As power consolidates, a
cult of personality emerges around Napoleon, portrayed as the source of
prosperity and protection, while any failure is attributed to external enemies
or internal traitors. The famous reformulation of the founding principle — “All
animals are equal, but some animals are more equal than others” — crystallizes
the perversion of the initial ideal, transforming equality into a rhetorical
statement that conceals a rigid hierarchy. The phrase, seemingly “absurd”, juridically translates the institutionalization of inequality and the
normalization of privileges incompatible with any serious conception of
equality before the law.
What makes Animal Farm
particularly disturbing is the gradual way in which this transformation occurs.
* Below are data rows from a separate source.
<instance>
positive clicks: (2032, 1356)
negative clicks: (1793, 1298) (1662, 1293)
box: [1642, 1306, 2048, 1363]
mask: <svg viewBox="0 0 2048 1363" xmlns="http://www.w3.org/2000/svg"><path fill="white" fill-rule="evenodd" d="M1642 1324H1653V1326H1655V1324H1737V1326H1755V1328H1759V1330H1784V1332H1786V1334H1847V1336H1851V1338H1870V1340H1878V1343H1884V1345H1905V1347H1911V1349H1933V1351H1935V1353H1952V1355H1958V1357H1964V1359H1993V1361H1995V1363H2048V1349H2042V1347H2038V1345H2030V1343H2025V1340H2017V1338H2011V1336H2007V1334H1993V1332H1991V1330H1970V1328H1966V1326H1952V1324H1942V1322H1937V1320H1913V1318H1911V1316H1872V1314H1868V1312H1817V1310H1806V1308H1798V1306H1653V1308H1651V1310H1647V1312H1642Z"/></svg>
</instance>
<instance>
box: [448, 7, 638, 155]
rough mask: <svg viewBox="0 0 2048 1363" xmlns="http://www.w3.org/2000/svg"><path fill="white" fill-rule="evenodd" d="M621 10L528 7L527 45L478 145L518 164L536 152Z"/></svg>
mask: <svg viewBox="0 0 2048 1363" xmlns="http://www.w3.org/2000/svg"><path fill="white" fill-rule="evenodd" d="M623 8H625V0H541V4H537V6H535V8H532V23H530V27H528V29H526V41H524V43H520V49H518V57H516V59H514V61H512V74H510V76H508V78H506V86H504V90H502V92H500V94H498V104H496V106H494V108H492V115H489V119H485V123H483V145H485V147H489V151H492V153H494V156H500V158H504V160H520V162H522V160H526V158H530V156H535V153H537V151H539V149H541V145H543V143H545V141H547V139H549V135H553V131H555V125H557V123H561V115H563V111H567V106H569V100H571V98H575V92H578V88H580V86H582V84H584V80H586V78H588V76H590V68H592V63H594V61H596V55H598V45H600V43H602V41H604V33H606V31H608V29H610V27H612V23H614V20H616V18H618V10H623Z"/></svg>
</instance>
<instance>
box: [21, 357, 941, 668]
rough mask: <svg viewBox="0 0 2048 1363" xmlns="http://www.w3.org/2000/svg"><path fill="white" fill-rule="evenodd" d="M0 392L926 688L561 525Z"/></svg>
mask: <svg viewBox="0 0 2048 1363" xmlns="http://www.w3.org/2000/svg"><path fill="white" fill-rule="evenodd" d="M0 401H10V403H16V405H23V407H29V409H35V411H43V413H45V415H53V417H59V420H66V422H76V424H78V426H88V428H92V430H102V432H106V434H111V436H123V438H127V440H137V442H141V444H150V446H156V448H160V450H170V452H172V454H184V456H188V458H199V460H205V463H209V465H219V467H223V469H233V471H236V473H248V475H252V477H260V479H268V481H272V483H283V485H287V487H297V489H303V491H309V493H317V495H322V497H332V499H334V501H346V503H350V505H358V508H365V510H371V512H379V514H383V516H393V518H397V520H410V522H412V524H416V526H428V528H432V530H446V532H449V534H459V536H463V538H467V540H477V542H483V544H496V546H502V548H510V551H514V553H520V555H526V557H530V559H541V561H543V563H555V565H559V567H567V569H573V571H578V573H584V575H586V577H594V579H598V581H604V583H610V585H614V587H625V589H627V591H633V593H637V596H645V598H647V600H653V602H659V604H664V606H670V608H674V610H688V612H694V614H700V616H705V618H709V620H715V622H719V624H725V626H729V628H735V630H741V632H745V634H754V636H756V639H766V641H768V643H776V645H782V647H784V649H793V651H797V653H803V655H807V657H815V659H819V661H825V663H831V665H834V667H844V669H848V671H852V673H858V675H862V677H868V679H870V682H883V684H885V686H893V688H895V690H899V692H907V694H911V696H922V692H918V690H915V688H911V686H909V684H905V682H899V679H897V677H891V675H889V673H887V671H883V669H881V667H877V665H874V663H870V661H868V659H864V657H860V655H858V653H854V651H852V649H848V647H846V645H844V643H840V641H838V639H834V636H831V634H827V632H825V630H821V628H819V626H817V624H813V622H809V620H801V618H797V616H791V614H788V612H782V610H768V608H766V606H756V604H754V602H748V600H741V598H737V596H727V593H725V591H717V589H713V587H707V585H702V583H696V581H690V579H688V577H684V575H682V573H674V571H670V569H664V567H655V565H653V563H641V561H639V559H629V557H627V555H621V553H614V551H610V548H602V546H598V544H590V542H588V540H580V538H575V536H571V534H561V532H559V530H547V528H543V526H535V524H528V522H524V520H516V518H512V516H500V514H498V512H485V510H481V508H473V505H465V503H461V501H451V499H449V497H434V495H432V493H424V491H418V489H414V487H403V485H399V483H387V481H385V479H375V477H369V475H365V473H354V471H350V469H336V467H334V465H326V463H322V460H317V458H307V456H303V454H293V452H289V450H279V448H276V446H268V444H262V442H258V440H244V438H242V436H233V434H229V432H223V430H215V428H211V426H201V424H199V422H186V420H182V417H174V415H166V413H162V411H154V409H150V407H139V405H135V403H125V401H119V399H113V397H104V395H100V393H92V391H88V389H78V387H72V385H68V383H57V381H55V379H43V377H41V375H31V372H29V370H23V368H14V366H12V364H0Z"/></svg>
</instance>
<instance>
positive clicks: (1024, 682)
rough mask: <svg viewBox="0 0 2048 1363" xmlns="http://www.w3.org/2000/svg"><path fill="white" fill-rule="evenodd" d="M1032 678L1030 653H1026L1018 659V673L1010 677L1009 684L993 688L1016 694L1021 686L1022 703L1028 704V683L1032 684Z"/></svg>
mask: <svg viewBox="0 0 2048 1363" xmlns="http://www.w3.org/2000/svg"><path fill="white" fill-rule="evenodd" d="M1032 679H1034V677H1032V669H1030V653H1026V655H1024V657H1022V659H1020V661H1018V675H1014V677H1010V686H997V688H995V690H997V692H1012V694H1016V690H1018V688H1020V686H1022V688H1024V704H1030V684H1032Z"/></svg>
There is no single moment of absolute rupture; there are successive small
changes, justified by reasons of efficiency, security, or necessity. The
exception becomes the rule, and the rule adapts to the exception. The animals,
initially uneasy, eventually accept each change as inevitable. Law does not
disappear when it is violated once; it weakens when the violation ceases to
cause indignation and becomes integrated as part of normality. Orwell’s work
reminds us that the rule of law is sustained not only by normative texts, but
by a culture of civic vigilance, effective participation, and a constant demand
for accountability.
More than a dated political
allegory, Animal Farm remains a warning about how easily equality can be
instrumentalized, law can be molded, and institutions can be hollowed out when
power ceases to recognize limits external to itself. Democracy is not lost only through noisy
coups; it can dissolve slowly, through discreet adjustments and the progressive
acceptance of the unacceptable.
As the German politician Sigmar
Gabriel, former Vice-Chancellor of Germany, declared in 2017: “Those who fall
asleep in a democracy may one day wake up in a dictatorship”!